Son nom : Benjamin Rabier (1864–1939). Tout juste rentré de son service militaire où il a affirmé sa passion pour le dessin, le jeune homme mène, à partir de 1896, une double vie. Employé de bureau la nuit, au Bon Marché ou aux Halles, il poursuit le jour sa carrière d’illustrateur jeunesse. Rabier est un dessinateur prolifique, acharné. Il collabore d’abord avec de nombreux journaux et revues de la Belle Époque, à l’instar du Gil Blas illustré, du Rire ou encore des Belles Images, avant de se tourner vers le livre jeunesse. Ses dessins illustrent de grands classiques de la littérature (Les Fables de la Fontaine, Le Roman de Renart…) comme ses propres histoires : Fine Mouche, Aristide et Bobino, Sidonie la radoteuse, sans oublier la célèbre série du vilain petit canard Gédéon. Autant d’histoires et d’images qui ont accompagné les bambins du début du XXe siècle et au-delà. Son œuvre marquera les plus grands dessinateurs, dont Hergé qui s’inspirera de l’album Tintin-Lutin pour les aventures de son célèbre journaliste à houppette.

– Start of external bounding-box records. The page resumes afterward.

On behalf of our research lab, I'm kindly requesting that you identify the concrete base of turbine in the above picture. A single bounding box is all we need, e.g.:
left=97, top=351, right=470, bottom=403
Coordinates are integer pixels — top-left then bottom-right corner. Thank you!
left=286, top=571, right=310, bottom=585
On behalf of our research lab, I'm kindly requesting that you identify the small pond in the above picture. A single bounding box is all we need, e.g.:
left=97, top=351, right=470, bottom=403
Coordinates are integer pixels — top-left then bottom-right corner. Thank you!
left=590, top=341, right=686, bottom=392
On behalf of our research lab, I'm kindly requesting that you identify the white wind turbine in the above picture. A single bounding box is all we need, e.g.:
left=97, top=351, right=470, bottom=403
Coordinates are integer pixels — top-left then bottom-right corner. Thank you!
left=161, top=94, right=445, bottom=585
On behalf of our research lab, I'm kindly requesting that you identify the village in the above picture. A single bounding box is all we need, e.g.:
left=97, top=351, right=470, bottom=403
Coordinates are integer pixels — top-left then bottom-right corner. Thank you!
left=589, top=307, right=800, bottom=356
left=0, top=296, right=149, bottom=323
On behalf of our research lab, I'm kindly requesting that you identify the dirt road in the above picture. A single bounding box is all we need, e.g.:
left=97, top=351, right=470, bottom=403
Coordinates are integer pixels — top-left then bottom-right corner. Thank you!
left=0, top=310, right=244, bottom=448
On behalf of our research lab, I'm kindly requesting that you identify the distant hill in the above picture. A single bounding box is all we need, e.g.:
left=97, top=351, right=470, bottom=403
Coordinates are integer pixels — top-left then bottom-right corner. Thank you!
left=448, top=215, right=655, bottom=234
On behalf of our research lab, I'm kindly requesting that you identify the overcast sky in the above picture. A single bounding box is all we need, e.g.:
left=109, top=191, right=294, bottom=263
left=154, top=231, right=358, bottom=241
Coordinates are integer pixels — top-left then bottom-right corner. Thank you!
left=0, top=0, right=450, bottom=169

Le savon Le chat, le sel Baleine, les alcools Dubonnet… Infatigable, Benjamin Rabier s’illustre aussi dans la publicité. Alors que la Première Guerre mondiale fait rage, l’artiste, trop âgé pour être mobilisé, dessine ses joyeux animaux sur les camions de ravitaillement envoyés sur le front, parmi lesquels une vache hilare nommée La Wachkyrie – un clin d’œil moqueur à l’ennemi en référence aux Walkyries, divinités nordiques de la culture germanique. En 1921, le jeune Léon Bel, qui a fait la guerre, n’a pas oublié cette drôle de vache. Alors qu’il s’apprête à commercialiser une gamme de fromage fondu pouvant se conserver à température ambiante (une petite révolution fromagère !), il s’inspire du fameux dessin de Benjamin Rabier. Deux ans plus tard, l’industriel, qui cherche à rendre son produit plus attractif, ouvre un concours pour repenser l’étiquette de la boîte. La concurrence est rude. Les meilleurs illustrateurs de l’époque répondent à l’appel, comme Francisque Poulbot, resté célèbre pour ses dessins de titis parisiens.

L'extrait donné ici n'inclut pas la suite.